= Medwyn Williams =

Medwyn Williams MBE FNVS is a Welsh vegetable gardener, 13 times winner of the gold medal at the Chelsea Flower Show.

Born Richard Medwyn Williams in the village of Paradwys, the son of a farm worker and his family moved to Llangristiolus when he was a year old. Aged 8, his father helped him grow radish, mustard and cress in a one-yard plot. After this he helped his father grow various vegetables for garden shows in the Isle of Anglesey, where his father was known for growing long carrots.

Williams became a council official, and in his late 20s entered a "six of a kind" novice class at the Anglesey County Show in 1969. He then joined the National Vegetable Society at the Shrewsbury Flower Show, which led to his competing at most of the National Vegetable Society Championships. Invited by the Chief Executive of the Royal Welsh Show to stage a 15 ft exhibit there, Williams and his father won the large gold medal six years in a row.

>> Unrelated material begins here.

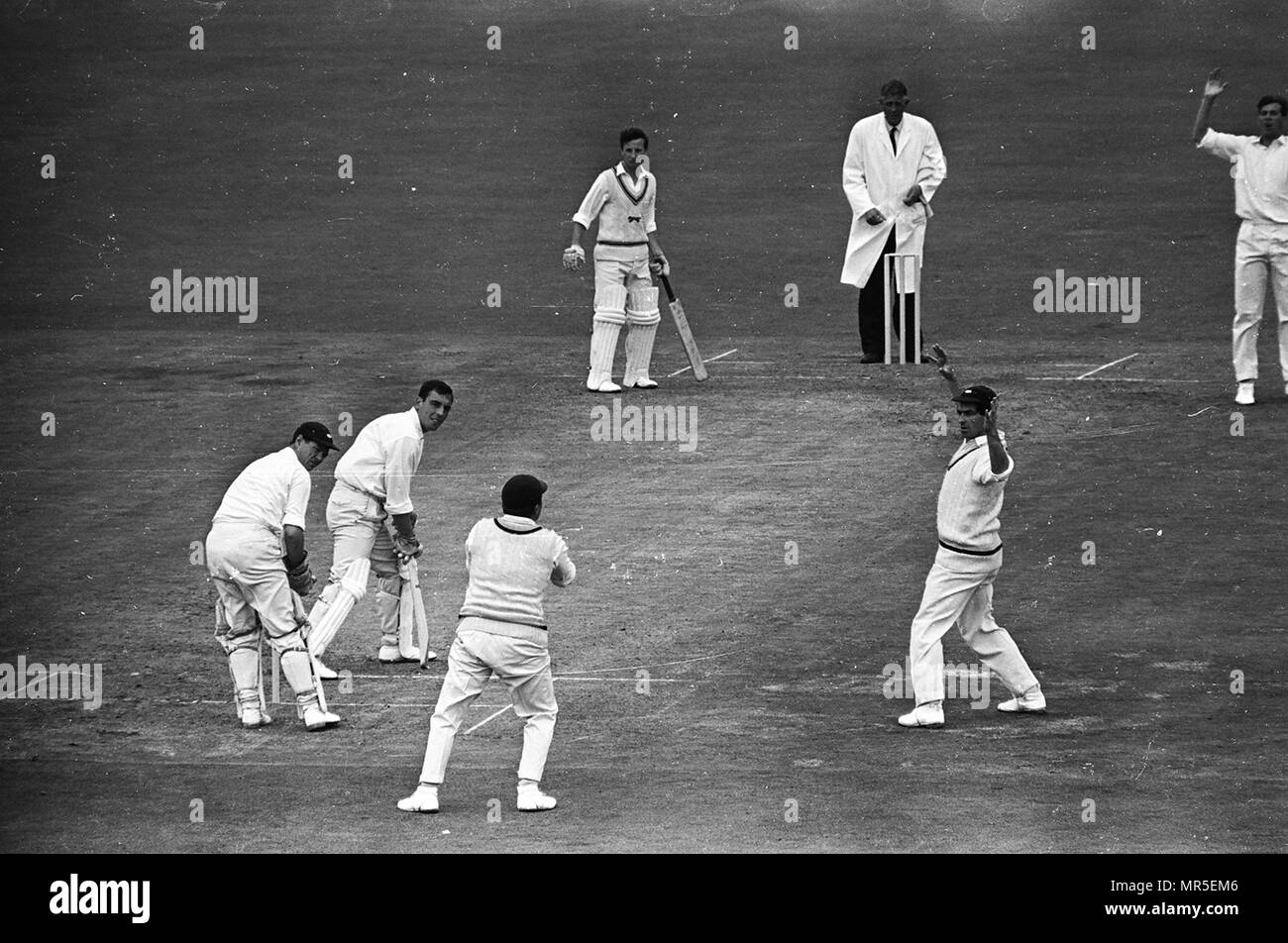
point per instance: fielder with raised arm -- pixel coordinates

After presenting for S4C at the Chelsea Flower Show, Williams decided that he wanted to show at Chelsea. Having to prove himself to the Royal Horticultural Society as being of sufficient quality, he was asked to stage his first RHS exhibit at the Hampton Court Palace Flower Show. Williams and his father won a gold medal on their first attempt, a cut glass vase for the best new competitor, and the Tudor Rose Award which is presented annually to the RHS by the Guild of embroiderers at Hampton Court Palace for the best display at Hampton Court.

Asked the following year, 1996, to exhibit at the Chelsea Flower Show, he grew his exhibits in the research establishment of the University of Wales, Bangor at Penyffridd, where he rents an 80 ft x 60 ft heated greenhouse, a totally cold 120 x 70 ft one, and has use of a small cold store to hold some vegetables back. Williams won 10 consecutive annual Gold medals at Chelsea, an accomplishment that had never been done before with vegetables. He won the President’s Award, 9 Gordon Lennox Trophies for the best vegetable of the year, and 2 Lawrence medals for the Best Horticultural display of the year.

After retiring from competition in 2005 to concentrate on his developing seed business, Williams has displayed internationally, including in Cincinnati, Ohio in April 2006, and lectured, including in Seattle. After his son and grandson joined the seed business in 2009, Williams displayed at the 2010 Chelsea Flower Show, again winning the President’s Award.